Hz. Musa A.S yanında genç bir yol arkadaşı olduğunu aralarında samimi bir gönül bağı olduğunu anlıyoruz. 


“İki denizin birleştiği yere ulaşıncaya kadar gideceğim.”Ayetteki Mecmau’l-Bahreyn, iki denizin birleştiği yer anlamındadır. Bundan murat, onlara nisbetle doğu tarafındaki bir denizleridir. Hz. Musa’nın Hızır’la orada buluşacağı bildirilmişti.


Denildi ki: İki denizden murat Hz. Musa ve Hz. Hızır’dır. Çünkü Hz. Musa zâhir ilimlerinde bir deniz, Hz. Hızır da bâtın ilimlerinde bir deniz gibi idi.
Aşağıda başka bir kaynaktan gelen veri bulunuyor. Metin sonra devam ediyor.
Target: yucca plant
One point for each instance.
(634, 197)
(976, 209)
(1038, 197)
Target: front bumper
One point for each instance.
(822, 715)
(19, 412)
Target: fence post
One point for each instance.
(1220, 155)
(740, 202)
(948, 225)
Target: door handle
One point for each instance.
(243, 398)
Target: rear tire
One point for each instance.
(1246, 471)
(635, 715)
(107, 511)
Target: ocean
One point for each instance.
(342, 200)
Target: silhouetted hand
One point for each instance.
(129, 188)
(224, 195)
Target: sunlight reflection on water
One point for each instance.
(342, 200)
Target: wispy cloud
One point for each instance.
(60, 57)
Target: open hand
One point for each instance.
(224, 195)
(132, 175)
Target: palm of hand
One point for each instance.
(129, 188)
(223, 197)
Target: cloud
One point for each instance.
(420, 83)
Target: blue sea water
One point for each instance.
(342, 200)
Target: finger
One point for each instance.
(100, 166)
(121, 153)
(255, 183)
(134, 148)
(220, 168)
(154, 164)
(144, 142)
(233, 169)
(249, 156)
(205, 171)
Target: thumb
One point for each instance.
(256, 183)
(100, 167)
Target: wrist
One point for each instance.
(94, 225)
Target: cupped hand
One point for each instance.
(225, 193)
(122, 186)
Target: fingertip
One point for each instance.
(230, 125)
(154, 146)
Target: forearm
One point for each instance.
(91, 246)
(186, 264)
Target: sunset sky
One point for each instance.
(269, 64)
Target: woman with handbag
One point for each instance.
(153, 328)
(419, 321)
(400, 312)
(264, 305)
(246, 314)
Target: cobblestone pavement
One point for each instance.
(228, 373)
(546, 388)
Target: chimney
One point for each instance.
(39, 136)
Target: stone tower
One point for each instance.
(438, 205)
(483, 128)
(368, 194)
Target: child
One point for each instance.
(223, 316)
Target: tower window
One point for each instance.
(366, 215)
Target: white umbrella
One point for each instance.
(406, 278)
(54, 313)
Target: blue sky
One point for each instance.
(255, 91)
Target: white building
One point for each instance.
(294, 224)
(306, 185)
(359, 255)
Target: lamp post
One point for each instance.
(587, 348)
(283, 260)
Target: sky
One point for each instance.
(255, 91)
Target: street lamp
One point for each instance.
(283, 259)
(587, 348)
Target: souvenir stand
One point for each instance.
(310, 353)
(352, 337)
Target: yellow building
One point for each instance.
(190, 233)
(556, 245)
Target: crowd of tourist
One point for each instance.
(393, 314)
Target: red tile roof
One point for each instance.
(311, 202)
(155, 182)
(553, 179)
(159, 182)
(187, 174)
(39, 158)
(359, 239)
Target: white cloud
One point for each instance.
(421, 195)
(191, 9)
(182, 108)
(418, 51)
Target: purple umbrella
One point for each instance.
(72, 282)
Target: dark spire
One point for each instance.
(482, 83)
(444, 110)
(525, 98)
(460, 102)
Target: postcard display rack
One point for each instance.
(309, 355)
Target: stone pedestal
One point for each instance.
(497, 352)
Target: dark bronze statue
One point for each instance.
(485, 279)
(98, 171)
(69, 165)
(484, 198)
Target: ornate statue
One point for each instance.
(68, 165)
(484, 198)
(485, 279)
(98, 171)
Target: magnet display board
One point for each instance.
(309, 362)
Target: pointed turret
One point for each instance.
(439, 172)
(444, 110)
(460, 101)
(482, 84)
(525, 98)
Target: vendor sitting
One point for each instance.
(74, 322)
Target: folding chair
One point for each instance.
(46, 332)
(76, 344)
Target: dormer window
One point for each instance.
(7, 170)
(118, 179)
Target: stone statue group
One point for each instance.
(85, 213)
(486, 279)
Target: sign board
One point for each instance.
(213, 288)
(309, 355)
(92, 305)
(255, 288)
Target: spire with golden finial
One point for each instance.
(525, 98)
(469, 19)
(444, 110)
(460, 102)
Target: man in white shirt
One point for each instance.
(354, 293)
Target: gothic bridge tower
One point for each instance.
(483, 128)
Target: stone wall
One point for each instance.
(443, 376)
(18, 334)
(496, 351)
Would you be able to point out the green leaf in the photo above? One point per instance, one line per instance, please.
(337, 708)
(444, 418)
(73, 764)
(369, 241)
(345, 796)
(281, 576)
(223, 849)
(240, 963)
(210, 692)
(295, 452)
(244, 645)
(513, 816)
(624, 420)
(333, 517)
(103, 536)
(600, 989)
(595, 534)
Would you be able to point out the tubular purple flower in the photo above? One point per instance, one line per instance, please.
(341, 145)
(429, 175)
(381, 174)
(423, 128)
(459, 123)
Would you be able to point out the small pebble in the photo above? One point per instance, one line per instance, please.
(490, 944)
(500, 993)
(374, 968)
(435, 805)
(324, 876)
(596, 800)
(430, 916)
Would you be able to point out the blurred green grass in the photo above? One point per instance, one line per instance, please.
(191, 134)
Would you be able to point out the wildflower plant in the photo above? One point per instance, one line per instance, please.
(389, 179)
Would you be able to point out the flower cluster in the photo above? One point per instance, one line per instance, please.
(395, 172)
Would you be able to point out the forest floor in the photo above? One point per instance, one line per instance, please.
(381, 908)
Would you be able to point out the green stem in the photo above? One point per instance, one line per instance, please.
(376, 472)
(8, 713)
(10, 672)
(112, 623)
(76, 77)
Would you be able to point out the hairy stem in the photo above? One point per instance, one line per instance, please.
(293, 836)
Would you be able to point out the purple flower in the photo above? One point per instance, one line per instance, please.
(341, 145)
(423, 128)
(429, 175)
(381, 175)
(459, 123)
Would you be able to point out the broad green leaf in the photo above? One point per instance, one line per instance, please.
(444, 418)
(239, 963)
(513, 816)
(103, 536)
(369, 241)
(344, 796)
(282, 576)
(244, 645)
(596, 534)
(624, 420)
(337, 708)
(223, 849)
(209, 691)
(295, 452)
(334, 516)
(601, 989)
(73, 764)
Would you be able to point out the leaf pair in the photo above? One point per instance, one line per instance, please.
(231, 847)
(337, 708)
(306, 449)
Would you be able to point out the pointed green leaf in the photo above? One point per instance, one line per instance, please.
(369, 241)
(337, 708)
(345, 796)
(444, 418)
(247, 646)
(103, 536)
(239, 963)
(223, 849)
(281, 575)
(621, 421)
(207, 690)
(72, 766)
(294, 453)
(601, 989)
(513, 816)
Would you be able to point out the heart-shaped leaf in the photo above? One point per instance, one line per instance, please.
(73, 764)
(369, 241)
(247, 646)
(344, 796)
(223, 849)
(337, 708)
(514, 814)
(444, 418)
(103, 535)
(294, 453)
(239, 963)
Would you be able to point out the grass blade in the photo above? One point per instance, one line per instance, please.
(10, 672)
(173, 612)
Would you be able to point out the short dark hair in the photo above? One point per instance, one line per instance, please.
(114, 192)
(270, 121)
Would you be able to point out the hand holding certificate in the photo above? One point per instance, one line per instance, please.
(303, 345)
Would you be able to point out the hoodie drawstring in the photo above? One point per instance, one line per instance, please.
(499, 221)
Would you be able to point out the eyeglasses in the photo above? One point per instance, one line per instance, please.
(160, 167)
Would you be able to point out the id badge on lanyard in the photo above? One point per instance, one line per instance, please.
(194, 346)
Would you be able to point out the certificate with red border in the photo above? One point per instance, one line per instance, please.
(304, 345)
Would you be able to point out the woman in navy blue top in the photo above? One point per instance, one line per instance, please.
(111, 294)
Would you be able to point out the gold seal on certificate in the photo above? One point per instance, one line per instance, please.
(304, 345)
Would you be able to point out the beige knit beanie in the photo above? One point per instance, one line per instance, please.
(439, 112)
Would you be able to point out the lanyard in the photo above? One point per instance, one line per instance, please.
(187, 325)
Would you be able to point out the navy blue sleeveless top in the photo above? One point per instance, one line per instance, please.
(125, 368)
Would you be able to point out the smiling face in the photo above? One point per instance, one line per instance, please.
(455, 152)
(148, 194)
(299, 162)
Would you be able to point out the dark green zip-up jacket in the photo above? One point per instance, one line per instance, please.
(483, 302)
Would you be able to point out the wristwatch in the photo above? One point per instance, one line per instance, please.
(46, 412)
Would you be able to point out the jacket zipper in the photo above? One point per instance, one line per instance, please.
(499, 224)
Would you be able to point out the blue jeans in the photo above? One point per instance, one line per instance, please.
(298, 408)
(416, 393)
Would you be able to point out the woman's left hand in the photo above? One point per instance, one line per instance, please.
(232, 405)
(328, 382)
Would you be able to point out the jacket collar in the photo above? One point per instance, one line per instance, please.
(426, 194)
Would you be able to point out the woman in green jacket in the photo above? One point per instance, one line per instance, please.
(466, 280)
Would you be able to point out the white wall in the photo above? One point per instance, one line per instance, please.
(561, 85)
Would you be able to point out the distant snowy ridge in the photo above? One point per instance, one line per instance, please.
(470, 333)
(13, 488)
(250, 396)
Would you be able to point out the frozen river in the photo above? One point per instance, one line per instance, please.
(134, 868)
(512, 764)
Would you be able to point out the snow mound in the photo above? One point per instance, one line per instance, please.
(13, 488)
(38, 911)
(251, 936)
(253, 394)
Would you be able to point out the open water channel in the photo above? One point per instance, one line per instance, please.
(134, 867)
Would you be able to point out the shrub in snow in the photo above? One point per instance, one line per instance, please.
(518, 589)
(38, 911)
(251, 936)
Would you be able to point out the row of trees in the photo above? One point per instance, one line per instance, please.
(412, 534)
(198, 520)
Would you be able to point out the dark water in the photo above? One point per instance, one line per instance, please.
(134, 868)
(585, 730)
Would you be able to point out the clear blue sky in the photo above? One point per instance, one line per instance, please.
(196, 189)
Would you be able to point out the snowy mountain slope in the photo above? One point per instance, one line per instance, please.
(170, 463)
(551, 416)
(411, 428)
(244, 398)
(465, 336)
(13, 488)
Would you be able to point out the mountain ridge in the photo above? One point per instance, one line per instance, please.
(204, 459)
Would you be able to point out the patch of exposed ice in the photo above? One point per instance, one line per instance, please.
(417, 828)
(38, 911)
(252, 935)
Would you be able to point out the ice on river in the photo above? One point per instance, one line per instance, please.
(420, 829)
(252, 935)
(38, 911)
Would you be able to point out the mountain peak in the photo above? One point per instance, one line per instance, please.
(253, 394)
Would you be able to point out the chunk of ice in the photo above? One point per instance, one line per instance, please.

“Yahut senelerce gideceğim.”


Burada Hz. Musa A.S Hz. Hızır A.S ile buluşacağı noktaya senelerce gidilecek kadar uzak bir mesafe olduğundan bahsediyor. 


Derken iki denizin birleştiği yere vardıklarında balığı unuttular.” 61. ayet Bundan murat, Mecmau’l- Bahreyndir. Hz. Musa, balığa dikkat etmeyi, halini bilmeyi unuttu. Hz. Yuşa da Hz. Musa’ya balığın canlandığını ve denize düştüğünü hatırlatmayı unuttu. 


Rivayete göre, Hz. Musa uykuda iken sepetteki o kızartılmış balık O’nun veya Hz. Hızır’ın bir mu’cizesi olarak canlandı ve denize sıçradı.


Denildi ki: Hz. Yuşa “Hayat Pınarından” abdest aldı. Bu sudan bir miktarı ölü balığa değdi, bununla canlandı ve suya sıçradı.


Denildi ki: Hz. Musa ve Yuşa, balığın haline ve Hz. Hızırla baluşmalarına alâmet olan duruma bakmayı unuttular.


"Balık ise denizde yolunu bulup kaybolmuştu.”


Denildi ki: Allah suyun balık üzerine akışını tuttu; su onun üzerinde örtü gibi oldu.


Belki de burada bize anlatılan balık tasfirini gökyüzündeki bir burç olarak da algılanabilir. Yani buluşma noktası balık burcu zaman ve mekan kesişmesi gerçekleşecekti. Hz. Yuşa A.S ile Hz. Hızır A.S buluşacakları noktayı unuttular. 


“Orayı geçtikleri zaman, genç arkadaşına dedi:” 62. ayet 


Mecmau’l- Bahreyni geçince, yol arkadaşına şöyle dedi:


“Öğle yemeğimizi getir.”


“Gerçekten biz bu yolculuğumuzda epey yorulduk.”


Denildi ki: Buluşma yerini geçinceye kadar, hiç yorgunluk hissetmemişti. Orayı geçmesinden sonra gece boyunca ve diğer gün öğleye kadar yol aldılar. O zaman Hz. Musaya açlık ve yorgunluk arız oldu.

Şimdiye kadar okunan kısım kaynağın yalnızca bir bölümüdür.